Oh, the mountains! How we climbed and climbed, the train winding, and roaring, and straining every iron nerve to bear us to the high places! At noon we were in the midst of them. They looked down upon us with kindly faces, yet their granite peaks were awful in their grandeur, uplifted thousands upon thousands of feet above us.
I wandered with a bright young girl in our party, Miss Bessie Percival, whom the boys call “Captain Bess,” down a steep path to the river’s brink. Beneath a sheltering fir which stretched its tiny crosses above our heads, we stopped, and with a tiny, crackling fire beside us, watched the snowy heights, and the hastening river. The harebells, frailest and gentlest of flowers, were there too, to remind us that the same Hand which which—
“Set on high the firmament,
Planets on their courses guided,
Alps from Alps asunder rent,”
was his who said to the storm, “Peace, be still!”—who “considered the lilies,” and who took little children in his arms and blessed them.
The waters of the large river which ran past us were turbid with soil from their far-off source; but a small stream entered the larger one near our little fir-shaded hearthstone, and this new-comer was fresh from the snowy hill-tops, “clear as crystal.” As far down as we could see, the rivulet never lost its brightness, but swept onward with the larger stream, sweetening and purifying it, yet “unspotted,” like a true and simple life in God’s world.
There, I won’t tire you any more to-night, dear mother. How it would add to our pleasure if you were here! Adelaide gains strength every day, the wholesome, hearty companionship of these young people doing her quite as much good, I think, as the novelty and grandeur of the scenes in which she finds herself. As for me, I ought to preach better sermons all my life, for this trip. This afternoon while I was sitting on the rounded piazza of the hotel, looking out upon the valley and snowy mountain-tops, a bit of blank verse came into my mind. I’m going to write it out for you. A fellow can send his mother poetry (?) which he wouldn’t show any one else, can’t he?
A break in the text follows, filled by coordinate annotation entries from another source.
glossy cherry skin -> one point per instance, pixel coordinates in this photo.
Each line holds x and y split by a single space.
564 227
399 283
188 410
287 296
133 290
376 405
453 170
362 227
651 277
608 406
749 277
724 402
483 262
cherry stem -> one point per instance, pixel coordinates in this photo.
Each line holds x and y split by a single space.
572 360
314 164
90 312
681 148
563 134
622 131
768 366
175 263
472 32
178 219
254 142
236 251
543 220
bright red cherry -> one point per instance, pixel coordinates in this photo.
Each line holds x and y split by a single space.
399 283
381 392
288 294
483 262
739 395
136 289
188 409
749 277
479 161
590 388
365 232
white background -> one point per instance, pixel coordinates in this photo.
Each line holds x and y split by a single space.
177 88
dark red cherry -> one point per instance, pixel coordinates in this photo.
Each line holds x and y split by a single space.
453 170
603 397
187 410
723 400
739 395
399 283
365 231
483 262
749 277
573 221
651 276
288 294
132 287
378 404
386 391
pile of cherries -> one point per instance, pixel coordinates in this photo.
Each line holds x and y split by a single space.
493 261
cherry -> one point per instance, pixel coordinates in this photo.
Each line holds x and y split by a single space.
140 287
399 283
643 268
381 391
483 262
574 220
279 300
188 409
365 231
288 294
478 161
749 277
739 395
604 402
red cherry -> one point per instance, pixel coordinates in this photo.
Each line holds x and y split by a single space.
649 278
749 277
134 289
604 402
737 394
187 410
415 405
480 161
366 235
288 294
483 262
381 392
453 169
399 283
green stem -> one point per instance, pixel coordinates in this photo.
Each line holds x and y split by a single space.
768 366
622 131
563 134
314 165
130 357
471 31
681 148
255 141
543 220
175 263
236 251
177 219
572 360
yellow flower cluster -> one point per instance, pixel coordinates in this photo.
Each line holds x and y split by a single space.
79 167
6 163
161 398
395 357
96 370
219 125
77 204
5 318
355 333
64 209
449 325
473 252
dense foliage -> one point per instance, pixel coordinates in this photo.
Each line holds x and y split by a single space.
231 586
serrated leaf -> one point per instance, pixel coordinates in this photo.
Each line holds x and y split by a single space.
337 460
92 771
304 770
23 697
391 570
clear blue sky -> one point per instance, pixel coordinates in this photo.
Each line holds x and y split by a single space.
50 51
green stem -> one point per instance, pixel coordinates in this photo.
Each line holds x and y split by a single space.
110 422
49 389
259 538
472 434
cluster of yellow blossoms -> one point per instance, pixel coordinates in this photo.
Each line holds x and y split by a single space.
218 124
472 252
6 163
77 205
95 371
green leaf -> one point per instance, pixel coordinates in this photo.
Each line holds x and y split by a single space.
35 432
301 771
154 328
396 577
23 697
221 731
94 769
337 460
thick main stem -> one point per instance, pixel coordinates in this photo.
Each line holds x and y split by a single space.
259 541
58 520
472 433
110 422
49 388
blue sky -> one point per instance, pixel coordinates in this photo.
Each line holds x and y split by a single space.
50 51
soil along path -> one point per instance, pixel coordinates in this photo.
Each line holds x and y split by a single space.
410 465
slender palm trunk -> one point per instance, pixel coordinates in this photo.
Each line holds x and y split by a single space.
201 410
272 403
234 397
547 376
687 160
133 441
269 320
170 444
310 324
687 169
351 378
Within thy holy temple have I strayed,
E’en as a weary child, who from the heat
And noonday glare hath timid refuge sought
In some cathedral’s vast and shadowy nave,
And trembles, awestruck, crouching in his rags
Where high up reared a mighty pillar stands.
Mine eyes I lift unto the hills, from whence
Cometh my help. The murmuring firs stretch forth
Their myriad tiny crosses o’er my head;
Deep rolls an organ peal of thunder down
The echoing vale, while clouds of incense float
Before the great white altar set on high.
So lift my heart, O God! and purify
Its thought, that when I walk once more
Thy minister amid the hurrying throng,
One ray of sunlight from these golden days,
One jewel from the mountain’s regal brow,
One cup of water from these springs of life,
As tokens of thy beauty, I may bear
To little ones who toil and long for rest.
Affectionately, your son,
Rossiter.
P. S. I wish you knew that little “Captain Bess.”